Hello James,
Stem-and-leaf plots are used to provide visually powerful representations of value frequencies in a collection of data, most often as a supplement to some other form of data reporting. I have known many people who found themselves confused by stem-and-leaf plots, but once you understand how they work, they are very useful. The most important thing to keep in mind is that their usefulness is restricted to situations where the frequency of occurrence of values in the data set is relevant and/or important.
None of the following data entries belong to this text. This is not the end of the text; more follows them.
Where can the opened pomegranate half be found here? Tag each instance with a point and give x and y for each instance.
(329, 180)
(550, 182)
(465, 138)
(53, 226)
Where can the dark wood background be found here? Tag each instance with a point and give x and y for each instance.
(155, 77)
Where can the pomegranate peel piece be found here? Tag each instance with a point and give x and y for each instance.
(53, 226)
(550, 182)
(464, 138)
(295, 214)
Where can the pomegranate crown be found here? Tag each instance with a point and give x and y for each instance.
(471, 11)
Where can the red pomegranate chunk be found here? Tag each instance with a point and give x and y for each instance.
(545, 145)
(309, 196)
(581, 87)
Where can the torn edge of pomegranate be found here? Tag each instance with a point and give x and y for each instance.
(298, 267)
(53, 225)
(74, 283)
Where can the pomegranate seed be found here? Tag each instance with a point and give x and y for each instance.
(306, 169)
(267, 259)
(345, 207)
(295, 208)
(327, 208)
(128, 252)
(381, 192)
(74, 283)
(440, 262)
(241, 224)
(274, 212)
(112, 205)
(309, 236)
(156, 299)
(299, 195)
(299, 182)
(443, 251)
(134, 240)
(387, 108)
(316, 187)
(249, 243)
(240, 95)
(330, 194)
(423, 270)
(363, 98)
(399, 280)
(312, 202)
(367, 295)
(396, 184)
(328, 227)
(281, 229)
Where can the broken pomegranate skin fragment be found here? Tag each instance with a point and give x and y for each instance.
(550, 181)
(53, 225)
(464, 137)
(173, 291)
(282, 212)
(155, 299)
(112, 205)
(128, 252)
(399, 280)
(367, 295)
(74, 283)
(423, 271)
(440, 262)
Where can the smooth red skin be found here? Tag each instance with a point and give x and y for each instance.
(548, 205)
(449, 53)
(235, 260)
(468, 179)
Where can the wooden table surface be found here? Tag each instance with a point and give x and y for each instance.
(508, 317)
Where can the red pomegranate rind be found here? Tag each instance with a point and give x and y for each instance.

Say you're teaching a class, and you administer a test. After words, you want to analyze the performance of your students, in an effort to judge the difficulty of the test, in case it warrants a curve. The grades on the test are as follows (we're assuming no partial points here):
75, 35, 60, 85, 83, 64, 99, 45, 79, 81, 82, 50, 89, 67, 91, 94, 97, 87, 86, 71, 75, 54, 69
You could base your analysis on the common statistical analyses (mean, median, and mode), but in case like this, the mean (74.69 rounded up to 75) is slightly skewed because of the two outlying and extremely low grades, the median (79) would give a fair representation but fail to show an important detail (see below), and the mode (75) simply wouldn't be representative at all. You could also plot out the data in a histogram, but that would be unduly time consuming and complex. The stem-and-leaf plot (at least in cases such as this) corrects for all of these short-comings.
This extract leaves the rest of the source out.